Juste après avoir quitté Colos et son nouveau maire (qui n’est malheureusement ni une merveille ni un défunt cycliste italien – ceux qui ne suivent déjà plus doivent se référer aux commentaires !) un gros dilemme se présente devant nos roues. Soit nous filons droit vers le Sud pour atteindre le cœur de l’Algarve, soit nous faisons un crochet par la côte Ouest et le cap Saint – Vincent. Nous tranchons démocratiquement devant nos sept assiettes de frites et le vote à bulletins secrets donne un résultat sans appel : quatre d’entre nous souhaitent aller surfer sur les vagues de la côte Ouest. Le soir même, nous sommes à Zambujeira do Mar où nous campons parmi les eucalyptus. La plage, bondée l’été, est toute entière pour nous. Zoé fait un beau gâteau de sable pour que sa mère puisse souffler sa nouvelle année. C’est une date symbolique pour nous. Voilà un an, nous nous étions dits : « Ce serait bien de fêter le prochain anniversaire de Maman ailleurs qu’à Labarthe, loin… »

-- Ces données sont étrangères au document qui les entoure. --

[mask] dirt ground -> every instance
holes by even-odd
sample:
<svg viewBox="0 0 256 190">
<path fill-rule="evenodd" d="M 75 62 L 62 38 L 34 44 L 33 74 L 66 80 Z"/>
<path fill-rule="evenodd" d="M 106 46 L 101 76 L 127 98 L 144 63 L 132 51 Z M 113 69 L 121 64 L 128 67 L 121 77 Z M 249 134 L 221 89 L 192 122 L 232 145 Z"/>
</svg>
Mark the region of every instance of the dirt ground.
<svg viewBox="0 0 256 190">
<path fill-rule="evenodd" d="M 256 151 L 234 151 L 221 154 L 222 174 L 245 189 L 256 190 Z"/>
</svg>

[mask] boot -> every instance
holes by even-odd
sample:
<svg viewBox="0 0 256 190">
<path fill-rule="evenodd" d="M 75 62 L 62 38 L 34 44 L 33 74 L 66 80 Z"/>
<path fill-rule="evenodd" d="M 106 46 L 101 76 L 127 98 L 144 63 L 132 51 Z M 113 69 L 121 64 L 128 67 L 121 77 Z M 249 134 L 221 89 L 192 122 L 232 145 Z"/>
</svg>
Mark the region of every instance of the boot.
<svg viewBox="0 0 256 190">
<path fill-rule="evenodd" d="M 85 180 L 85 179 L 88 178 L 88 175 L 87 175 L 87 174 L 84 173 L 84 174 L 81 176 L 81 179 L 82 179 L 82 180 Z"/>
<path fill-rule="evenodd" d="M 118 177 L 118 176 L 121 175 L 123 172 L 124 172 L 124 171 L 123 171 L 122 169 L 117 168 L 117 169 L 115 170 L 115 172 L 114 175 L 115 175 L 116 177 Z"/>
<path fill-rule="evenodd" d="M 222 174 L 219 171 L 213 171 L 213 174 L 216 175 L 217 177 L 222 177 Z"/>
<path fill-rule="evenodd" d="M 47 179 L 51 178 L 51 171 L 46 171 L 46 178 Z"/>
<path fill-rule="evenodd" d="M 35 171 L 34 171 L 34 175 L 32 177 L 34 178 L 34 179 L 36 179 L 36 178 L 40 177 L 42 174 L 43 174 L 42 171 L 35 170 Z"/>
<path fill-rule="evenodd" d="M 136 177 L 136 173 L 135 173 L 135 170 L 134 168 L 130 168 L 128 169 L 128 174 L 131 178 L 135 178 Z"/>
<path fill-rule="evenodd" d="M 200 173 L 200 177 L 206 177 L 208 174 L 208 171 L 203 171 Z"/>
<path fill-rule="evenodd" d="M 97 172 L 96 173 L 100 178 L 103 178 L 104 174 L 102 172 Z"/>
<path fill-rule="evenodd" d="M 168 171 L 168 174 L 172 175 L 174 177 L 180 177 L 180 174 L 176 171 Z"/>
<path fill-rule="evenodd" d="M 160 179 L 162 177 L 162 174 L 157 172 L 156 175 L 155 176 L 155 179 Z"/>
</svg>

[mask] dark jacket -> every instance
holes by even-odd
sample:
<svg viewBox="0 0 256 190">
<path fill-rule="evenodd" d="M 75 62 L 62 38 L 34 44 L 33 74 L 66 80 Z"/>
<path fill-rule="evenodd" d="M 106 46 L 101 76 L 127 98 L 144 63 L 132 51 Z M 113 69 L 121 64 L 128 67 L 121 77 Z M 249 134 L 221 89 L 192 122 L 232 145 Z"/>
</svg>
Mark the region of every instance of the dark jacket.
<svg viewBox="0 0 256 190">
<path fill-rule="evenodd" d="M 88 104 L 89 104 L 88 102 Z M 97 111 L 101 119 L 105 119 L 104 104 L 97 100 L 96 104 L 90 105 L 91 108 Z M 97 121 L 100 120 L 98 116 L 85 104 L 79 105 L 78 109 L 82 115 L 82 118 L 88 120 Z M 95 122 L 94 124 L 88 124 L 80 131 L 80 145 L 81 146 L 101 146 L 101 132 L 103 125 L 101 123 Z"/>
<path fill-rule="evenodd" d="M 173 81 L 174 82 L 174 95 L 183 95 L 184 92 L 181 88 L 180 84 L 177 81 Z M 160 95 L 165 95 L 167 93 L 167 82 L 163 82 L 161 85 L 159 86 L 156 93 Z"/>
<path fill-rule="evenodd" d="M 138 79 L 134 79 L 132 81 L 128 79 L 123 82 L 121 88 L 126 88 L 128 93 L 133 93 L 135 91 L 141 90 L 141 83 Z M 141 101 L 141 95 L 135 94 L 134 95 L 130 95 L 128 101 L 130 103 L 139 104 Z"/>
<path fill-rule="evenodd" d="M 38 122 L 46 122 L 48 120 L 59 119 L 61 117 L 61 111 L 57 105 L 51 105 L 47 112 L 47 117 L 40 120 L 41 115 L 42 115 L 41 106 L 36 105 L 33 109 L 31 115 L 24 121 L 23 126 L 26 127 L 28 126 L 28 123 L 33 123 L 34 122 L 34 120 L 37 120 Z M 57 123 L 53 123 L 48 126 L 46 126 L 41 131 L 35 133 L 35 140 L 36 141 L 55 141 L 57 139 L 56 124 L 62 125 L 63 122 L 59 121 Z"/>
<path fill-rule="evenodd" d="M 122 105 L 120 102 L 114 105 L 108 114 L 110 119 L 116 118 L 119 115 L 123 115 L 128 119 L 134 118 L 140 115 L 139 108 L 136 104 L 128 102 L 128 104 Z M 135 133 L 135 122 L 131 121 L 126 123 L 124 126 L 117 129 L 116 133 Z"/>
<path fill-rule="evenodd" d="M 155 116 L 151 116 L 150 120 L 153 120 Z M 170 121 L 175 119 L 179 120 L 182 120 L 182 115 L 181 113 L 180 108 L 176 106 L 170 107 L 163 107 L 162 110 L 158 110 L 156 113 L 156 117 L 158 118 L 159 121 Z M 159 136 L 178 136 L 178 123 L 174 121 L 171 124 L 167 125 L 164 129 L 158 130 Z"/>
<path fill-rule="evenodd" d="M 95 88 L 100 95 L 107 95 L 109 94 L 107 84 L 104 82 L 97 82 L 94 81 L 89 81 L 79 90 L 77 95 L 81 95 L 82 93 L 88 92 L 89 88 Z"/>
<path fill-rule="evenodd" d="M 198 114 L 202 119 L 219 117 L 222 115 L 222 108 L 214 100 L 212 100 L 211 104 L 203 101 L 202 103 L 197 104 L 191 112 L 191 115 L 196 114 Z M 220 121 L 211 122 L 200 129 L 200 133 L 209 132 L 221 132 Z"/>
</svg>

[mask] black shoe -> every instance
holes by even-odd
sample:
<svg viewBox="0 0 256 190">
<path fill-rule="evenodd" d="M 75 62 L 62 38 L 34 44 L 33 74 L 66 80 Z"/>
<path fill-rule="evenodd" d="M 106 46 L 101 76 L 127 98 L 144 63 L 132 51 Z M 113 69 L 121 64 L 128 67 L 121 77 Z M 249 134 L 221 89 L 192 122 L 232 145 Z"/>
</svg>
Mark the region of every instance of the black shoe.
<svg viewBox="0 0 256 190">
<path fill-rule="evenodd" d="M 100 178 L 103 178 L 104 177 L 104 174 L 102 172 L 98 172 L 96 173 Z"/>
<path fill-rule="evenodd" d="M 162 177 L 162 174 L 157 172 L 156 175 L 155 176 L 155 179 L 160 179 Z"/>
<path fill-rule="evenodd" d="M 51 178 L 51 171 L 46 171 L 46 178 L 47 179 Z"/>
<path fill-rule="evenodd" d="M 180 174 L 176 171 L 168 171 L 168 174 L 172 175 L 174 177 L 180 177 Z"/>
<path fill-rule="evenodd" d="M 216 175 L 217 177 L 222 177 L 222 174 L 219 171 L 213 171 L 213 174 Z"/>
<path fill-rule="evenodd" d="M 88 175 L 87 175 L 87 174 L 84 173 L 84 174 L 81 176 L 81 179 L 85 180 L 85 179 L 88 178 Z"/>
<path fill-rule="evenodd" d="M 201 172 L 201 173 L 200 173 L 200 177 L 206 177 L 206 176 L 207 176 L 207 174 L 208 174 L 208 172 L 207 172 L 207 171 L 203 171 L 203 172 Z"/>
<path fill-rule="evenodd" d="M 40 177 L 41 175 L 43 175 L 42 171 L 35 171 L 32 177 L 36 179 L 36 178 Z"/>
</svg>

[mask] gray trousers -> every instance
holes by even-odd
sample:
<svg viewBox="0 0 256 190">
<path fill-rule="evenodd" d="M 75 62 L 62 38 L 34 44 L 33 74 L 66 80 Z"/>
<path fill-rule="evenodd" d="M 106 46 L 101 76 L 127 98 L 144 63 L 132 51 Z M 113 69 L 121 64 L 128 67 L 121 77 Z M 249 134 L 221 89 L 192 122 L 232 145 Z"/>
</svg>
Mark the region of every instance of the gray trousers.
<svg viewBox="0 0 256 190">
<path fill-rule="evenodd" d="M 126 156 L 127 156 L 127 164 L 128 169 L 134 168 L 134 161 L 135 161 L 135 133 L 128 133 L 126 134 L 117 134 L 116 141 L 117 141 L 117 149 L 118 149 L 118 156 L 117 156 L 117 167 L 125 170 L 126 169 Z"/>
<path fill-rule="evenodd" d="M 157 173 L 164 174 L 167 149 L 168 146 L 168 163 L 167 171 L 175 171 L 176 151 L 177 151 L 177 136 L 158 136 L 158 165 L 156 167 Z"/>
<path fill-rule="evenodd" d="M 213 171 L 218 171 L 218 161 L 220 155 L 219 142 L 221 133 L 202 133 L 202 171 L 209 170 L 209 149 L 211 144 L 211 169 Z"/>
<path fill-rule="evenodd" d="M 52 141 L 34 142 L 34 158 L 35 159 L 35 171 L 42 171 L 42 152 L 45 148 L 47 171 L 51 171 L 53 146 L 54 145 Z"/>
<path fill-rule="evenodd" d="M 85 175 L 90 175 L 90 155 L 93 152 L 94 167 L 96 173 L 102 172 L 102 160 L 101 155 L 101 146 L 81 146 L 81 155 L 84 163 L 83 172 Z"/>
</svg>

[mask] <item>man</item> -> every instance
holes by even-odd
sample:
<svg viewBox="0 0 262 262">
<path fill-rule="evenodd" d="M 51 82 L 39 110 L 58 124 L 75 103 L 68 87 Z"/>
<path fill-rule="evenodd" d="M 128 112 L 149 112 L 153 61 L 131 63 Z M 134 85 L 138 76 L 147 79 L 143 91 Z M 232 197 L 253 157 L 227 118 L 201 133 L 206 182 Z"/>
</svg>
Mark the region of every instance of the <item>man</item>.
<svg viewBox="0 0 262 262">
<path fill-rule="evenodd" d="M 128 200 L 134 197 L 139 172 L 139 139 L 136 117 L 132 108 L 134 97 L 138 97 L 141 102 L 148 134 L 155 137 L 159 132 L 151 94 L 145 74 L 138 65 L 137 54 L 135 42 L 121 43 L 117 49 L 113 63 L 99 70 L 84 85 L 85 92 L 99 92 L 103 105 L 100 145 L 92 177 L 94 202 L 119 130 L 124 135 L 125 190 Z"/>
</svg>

Après quelques montagnes russes (évidemment, les fleuves coulent tous jusqu’à l’océan, les mal-appris, et ils ont creusé des vallées perpendiculaires à notre route) nous atteignons la ville de Sagres puis le « Cabo Sao Vicente », la pointe qui se voit bien sur les cartes, tout au Sud-Ouest de l’Europe. Nous atteignons avec émotion un point stratégique de notre voyage : à partir de maintenant, nous allons faire bronzer nos côtés droits qui n’ont guère pris le soleil depuis le 25 août. Nous sommes partis pour quelques mois de route vers l’Est, jusqu’à la Mer Noire si tout va bien.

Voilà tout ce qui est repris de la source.